Van Müze Müdürü Erdal Acar, Van’ın tarihinin paleolitik dönemden Selçuklu ve Osmanlı dönemlerine kadar uzandığını anlattı. Acar, Van’ın İpekyolu üzerinde yer alması nedeniyle birçok medeniyete ev sahipliği yaptığını vurguladı ve 2011 depremi sonrasında hasar gören eski müze binasının yerine, 2012’de temeli atılan yeni müze binasının 2019’da tamamlandığını aktardı.
Müzede 23 teşhir holü, konferans salonu, sergi salonları, çocuk atölyeleri, oyun alanları, derslikler, dinlenme alanları ve satış stantları bulunuyor. Paleolitik dönemden İslami dönemlere kadar geniş bir yelpazede kronolojik olarak düzenlenen bu salonlar, ziyaretçilerine adeta bir zaman yolculuğu sunuyor.
Acar, müzelerin kültür varlıklarının korunması ve gelecek kuşaklara aktarılması açısından önemine değinerek, her yıl kazılar, yüzey araştırmaları, hibe ve satış gibi yöntemlerle yeni eserlerin müzeye kazandırıldığını ifade etti. Van Müzesi'nde bulunan 42 binin üzerinde eser, müzeyi Türkiye'nin en zengin koleksiyonlarından birine sahip hale getirdi. Ayrıca, müzede restorasyon ve konservasyon çalışmaları da yapılıyor.

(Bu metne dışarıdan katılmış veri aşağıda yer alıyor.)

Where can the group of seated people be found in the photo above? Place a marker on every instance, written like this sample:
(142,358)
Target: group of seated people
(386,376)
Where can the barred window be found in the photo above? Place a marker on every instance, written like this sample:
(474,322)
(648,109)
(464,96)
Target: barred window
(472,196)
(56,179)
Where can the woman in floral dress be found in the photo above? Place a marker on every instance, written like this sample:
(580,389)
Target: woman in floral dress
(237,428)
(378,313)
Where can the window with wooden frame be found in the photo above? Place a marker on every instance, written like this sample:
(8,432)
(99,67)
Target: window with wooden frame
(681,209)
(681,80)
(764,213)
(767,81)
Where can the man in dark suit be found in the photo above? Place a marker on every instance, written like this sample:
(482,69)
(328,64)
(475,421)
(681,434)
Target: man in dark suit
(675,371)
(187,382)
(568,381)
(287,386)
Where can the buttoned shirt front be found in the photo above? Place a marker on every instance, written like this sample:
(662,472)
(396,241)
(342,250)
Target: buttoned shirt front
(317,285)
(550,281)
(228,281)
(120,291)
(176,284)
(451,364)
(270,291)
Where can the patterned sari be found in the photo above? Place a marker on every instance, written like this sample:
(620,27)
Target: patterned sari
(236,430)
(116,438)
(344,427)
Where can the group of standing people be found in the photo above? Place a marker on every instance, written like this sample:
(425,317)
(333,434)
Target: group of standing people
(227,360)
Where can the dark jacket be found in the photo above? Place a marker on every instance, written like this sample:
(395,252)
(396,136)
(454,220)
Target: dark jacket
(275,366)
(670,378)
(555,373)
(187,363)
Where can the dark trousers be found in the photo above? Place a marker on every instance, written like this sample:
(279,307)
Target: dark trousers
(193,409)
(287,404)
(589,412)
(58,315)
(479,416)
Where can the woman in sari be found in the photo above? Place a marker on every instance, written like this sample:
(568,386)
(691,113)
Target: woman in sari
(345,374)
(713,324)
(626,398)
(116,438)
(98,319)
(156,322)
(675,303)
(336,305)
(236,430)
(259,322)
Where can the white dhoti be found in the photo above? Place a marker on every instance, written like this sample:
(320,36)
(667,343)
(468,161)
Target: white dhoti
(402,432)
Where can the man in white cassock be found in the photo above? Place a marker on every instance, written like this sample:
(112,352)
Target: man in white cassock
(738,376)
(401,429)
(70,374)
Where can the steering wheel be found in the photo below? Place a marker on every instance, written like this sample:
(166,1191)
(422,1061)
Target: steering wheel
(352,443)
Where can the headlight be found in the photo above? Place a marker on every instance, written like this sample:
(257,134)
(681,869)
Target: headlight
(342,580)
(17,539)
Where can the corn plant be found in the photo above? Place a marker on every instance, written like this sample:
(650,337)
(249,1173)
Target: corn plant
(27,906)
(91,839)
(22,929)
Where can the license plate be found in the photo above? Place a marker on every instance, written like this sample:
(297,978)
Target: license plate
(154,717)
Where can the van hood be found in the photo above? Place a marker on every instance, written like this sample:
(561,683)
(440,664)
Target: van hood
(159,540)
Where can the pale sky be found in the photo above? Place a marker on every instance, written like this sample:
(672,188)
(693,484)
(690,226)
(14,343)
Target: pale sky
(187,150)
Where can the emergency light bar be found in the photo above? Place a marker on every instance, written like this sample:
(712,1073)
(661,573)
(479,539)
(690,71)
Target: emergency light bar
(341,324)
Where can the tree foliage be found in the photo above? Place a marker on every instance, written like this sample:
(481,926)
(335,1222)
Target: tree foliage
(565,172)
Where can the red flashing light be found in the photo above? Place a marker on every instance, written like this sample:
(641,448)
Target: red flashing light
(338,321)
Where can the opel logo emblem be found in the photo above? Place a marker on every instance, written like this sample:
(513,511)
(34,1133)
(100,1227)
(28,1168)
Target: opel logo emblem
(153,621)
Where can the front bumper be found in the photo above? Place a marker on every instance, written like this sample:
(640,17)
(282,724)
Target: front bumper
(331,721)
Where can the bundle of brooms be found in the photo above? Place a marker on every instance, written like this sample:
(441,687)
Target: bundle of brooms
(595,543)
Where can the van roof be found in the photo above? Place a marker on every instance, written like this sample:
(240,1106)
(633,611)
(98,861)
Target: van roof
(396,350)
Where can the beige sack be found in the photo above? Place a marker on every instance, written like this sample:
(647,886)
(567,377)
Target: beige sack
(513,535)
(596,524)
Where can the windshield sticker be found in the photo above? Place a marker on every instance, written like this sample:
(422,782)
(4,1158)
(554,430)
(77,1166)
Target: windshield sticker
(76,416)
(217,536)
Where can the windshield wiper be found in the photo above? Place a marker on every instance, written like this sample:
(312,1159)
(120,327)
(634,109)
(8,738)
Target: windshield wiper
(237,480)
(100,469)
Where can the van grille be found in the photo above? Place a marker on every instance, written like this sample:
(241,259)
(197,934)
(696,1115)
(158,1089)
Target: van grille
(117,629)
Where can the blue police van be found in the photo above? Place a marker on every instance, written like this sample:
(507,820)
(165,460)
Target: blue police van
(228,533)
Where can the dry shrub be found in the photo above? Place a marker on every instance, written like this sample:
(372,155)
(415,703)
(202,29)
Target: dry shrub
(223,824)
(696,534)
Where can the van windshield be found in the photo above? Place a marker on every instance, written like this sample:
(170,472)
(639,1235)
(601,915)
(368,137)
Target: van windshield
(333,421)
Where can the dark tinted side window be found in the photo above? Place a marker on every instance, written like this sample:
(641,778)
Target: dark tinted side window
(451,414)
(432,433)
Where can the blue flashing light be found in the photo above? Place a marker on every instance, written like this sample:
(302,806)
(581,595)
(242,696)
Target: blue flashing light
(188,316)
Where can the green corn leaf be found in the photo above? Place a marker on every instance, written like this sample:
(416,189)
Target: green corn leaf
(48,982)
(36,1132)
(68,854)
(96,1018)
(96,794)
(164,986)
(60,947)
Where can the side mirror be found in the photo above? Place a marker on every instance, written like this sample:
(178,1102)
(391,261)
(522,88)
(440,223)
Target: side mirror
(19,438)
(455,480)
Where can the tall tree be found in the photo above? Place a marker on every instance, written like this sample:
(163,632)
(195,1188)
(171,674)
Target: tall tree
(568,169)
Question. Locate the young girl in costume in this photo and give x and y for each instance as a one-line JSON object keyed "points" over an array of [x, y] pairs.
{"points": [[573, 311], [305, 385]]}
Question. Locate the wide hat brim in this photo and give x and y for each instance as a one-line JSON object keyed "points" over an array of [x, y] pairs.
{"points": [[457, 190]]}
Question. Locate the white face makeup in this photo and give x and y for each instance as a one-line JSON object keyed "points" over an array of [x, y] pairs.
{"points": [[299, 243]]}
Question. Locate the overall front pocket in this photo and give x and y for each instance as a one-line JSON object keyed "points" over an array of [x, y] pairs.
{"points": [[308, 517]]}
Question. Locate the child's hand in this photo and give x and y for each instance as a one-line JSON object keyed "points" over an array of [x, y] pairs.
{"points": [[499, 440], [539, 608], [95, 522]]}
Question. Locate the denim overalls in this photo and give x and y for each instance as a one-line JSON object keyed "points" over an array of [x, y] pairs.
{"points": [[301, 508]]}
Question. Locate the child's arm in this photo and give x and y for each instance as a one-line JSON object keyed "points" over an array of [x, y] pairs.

Van Müzesi'nin yanı sıra Van Kalesi ve Akdamar Adası da Kültür ve Turizm Bakanlığına bağlı. Geçtiğimiz yıl müze ve Van Kalesi'ni yaklaşık 60 bin kişi ziyaret ederken, Akdamar Adası 175 bin ziyaretçiyi ağırladı. 2024 yılının ilk üç ayında ise toplamda 55 bin ziyaretçi sayısına ulaşıldı. Bölgede devam eden kazı çalışmalarından elde edilen eserler de müzeye kazandırılarak ilerleyen dönemlerde sergilenmesi planlanıyor.